Will there be alternatives to eculizumab?

Questions relating to alternatives to eculizumab for aHUS ,and where those developments were up to, featured within many questions about eculizumab itself  in the Rare Disease Day Video.

Urijah of Pueblo West California USA  asks “I currently receive infusions every three weeks .I heard that there are trials being done with sub cutaneous  injections and eight week infusions.   When will I know the results?

The alliance’s Linda Burke undertook one the most comprehensive searches of the horizon for complement therapies in development and the results can be seen in the website info centre by clicking here.

Future therapies for aHUS are frequently to be found  in  developments going on  for the treatment of PNH; as was the case for eculizumab. Generally  the PNH pharma development cycle  is about two years ahead of that for aHUS; but aHUS can still benefit.

Within Linda’s search the drug developments which appear to emerge of particular interest to the aHUS Community  include:

Alexion’s new generation eculizumab, which also blocks Complement C5 , and is called ALXN 1210 . Phase 3 trials are beginning  on aHUS patients  over 12 year old,  and are currently recruiting in USA, Australia, France, Korea and UK.  The trial  is  expected to end in December 2019.  ALXN 1210 will still be an infusion , albeit at eight week intervals, Urijah, but unlikely to be available to all  until the early 2020s.

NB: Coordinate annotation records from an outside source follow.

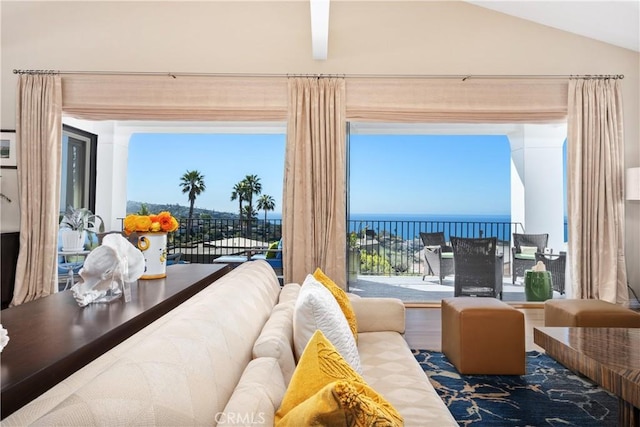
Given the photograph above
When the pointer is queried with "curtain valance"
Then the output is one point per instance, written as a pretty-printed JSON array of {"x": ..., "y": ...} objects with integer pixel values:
[
  {"x": 456, "y": 101},
  {"x": 164, "y": 97}
]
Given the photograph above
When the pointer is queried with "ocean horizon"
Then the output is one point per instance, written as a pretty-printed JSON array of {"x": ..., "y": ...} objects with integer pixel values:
[{"x": 408, "y": 226}]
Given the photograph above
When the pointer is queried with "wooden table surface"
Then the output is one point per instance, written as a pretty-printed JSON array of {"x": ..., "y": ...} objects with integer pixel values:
[
  {"x": 53, "y": 337},
  {"x": 610, "y": 357}
]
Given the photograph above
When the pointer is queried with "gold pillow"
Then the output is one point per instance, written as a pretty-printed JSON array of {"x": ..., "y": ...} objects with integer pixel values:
[
  {"x": 342, "y": 403},
  {"x": 319, "y": 366},
  {"x": 343, "y": 300}
]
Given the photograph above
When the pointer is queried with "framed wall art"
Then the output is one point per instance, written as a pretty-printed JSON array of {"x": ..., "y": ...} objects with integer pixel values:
[{"x": 8, "y": 149}]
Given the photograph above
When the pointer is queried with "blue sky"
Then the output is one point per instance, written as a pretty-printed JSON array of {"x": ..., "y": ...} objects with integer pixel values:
[{"x": 388, "y": 173}]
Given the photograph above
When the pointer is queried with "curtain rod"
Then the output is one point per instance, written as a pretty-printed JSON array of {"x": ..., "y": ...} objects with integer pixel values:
[{"x": 463, "y": 77}]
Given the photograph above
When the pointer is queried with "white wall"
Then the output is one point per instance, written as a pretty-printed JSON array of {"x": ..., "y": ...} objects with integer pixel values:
[{"x": 377, "y": 37}]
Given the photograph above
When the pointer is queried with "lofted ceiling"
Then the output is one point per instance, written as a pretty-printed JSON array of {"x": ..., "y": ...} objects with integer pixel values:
[{"x": 616, "y": 22}]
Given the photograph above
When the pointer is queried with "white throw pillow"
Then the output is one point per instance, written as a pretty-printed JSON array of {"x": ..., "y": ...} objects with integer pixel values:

Molly of Kingston Ohio USA  asks “Will I ever be able to get my medicine like a vaccine, a shot to the arm?”

Ryu of Japan asks “Can we expect any medicine for aHUS other than eculizumab?”

Coversin , produced by Akari Therapeuticals, is another complement inhibitor  which blocks C5; but which is delivered by subcutaneous injection( into the skin) , Molly. It is currently being trialed ( Phase 2) for use on PNH patients to test doses at intervals of up to 140 days. The trial end date is estimated for December of next year.

If successful, Phase 3 trials, which would hopefully include use for aHUS patients , could begin in 2019 and conclude in the early 2020s. If it works well, Coversin could  be available in  5/6 years, or more, from now. So Ryu an alternative to eculizumab  could be available in time , and also not  be delivered by infusion but by injection, Phoenix.

Phoenix of Massachusetts USA asks “Will eculizumab ever be available in a form other than infusion?”

Anna of Salem Oregon USA asks “When will new treatment be available?”

Possibly available sooner will be Omeros Corporation’s OMS 271, which is at Phase 2 trial stage   for TMAs and still recruiting ,including aHUS patients 18  or older,  and  is  due to be completed by June 2018. Another drug  delivered by subcutaneous injection, but acting on a different part of Complement System – the Lectin pathway-  on a component called MASP2. If the trial is successful , again it will be the early to mid 2020s before it is available, Anna.

Another drug with an alternative approach to complement inhibition is Alnyam’s  ALN-CC5 . ALN-CC5 works by “knocking-down” production of the protein C5 in the liver and with spared use of eculizumab. Sub cutaneous injections at fourteen week dosing intervals have been tested in trials which were  concluded at the end of 2016.

Isabella of Sothern California asks “Is there a pill form” and  also Samuel of Jacksonville North Carolina USA  asks “Will he   be able to take a pill?” 

The alliance has found no developments of a pill as yet Isabella and Samuel but will try to find out why.

Larkin of Zanesville Ohio USA asks “As for drugs in clinical trials when will they become reality and will they be affordable?

However,  clearly there are some  alternatives to eculizumab in progress and are now at different stages of study of their clinical effectiveness. If they work,  then licences have to be sought so that marketing can begin, and this is where the price comes in, and at present  nobody knows what the cost of these drugs will be, nor  how cost effective they will be, Larkin.

Laura of Nazareth Pennsylvania USA  ” How long will we have to wait for some other form of treatment instead of an infusion every two weeks”

So for the rest of this decade, Laura , except for those recruited to trials, eculizumab remains the most clinically effective ,but not always affordable, treatment for aHUS.

Having said that for all these children who have asked questions, the next decade shows much promise for having a range of different effective treatments for aHUS if they still need them.